Я услышал ее запах — запах, идущий от ее блузки, — никогда не вдыхал аромата слаще. Тем временем она говорила, что мне больше не следует к ней приходить, что нам не следует больше вместе завтракать в ресторане, что в ее возрасте, при ее образе жизни…
Но я не прислушивался к тому, что она говорила. Я ощущал тепло и тяжесть ее груди, ощущал исходивший от нее невообразимый аромат. И я коснулся губами ее шеи, там, где начиналась грудь. Она умолкла. Я расстегнул ее блузку и потянулся губами к ее груди. Но тут она еще крепче прижала меня к себе, обняла, мешая мне продолжать. Я поднял голову.
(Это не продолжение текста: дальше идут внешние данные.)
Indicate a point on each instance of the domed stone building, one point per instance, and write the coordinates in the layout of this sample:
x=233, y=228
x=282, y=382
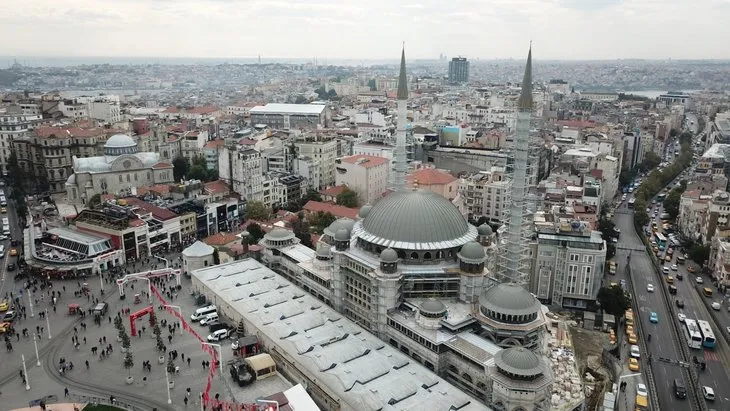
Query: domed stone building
x=119, y=171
Коснулся губами ее приоткрытых губ. Ощутил ее теплое дыхание. Она почти сразу отвернулась. Так мы стояли, прижавшись друг к другу (Неми — по-прежнему отвернув от меня лицо), и чувствовали, как бьются наши сердца, готовые разорваться. Мы не чувствовали ничего, кроме этих странных тяжких ударов, исходящих словно не из наших тел, настолько они не сочетались с нашей нежностью. В этих ударах не было никакой гармонии. То, что нас объединяло, было смятением крови. Это было торопливое, пульсирующее биение сердца с невероятными синкопами. Она вдруг резко отстранилась и попросила меня уйти. Ее взгляд был печальным, ускользающим. Я ушел. Я совершенно не помню, как я уходил, что было потом в этот день, после нашего неожиданного объятия и того сотрясения времени и привычного уклада моей жизни, которое оно вызвало.
*
Так я и шел через Вернёй: словно ребенок, идущий через кухню с чашкой, наполненной до краев горячим молоком, чтобы поставить ее — как можно скорее, так сильно она обжигает подушечки пальцев — на стол в столовой.
Я притворил дверь дома Сильвиан. Поднялся по лестнице серого камня, вошел в столовую, в облако табачного дыма французского «Скаферлати», смешанного с английским «Принцем Альбертом».
Я смотрел, как они ужинают. Я не знал, кто из нас, они или я, перешел в другой мир, откуда нет возврата.
*
Когда мы увиделись вновь, первая проповедь, которой она меня удостоила, сводилась к тому, что мы больше никогда не встретимся. Это было в начале марта. Месяца, когда умер Бог. Месяца первых цветов. Весна уже почти наступила.
Стояла хорошая погода.
Это было далеко от Вернёя, за городом, в ресторанном саду.
Она сидела на солнце, перед круглым столиком. Столик был накрыт простой скатертью. В вазе стояли цветы, уже не помню какие. Возможно, розы. Это был укромный столик возле самой лестницы, по которой сновали официанты, — она вела из сада прямо на крыльцо.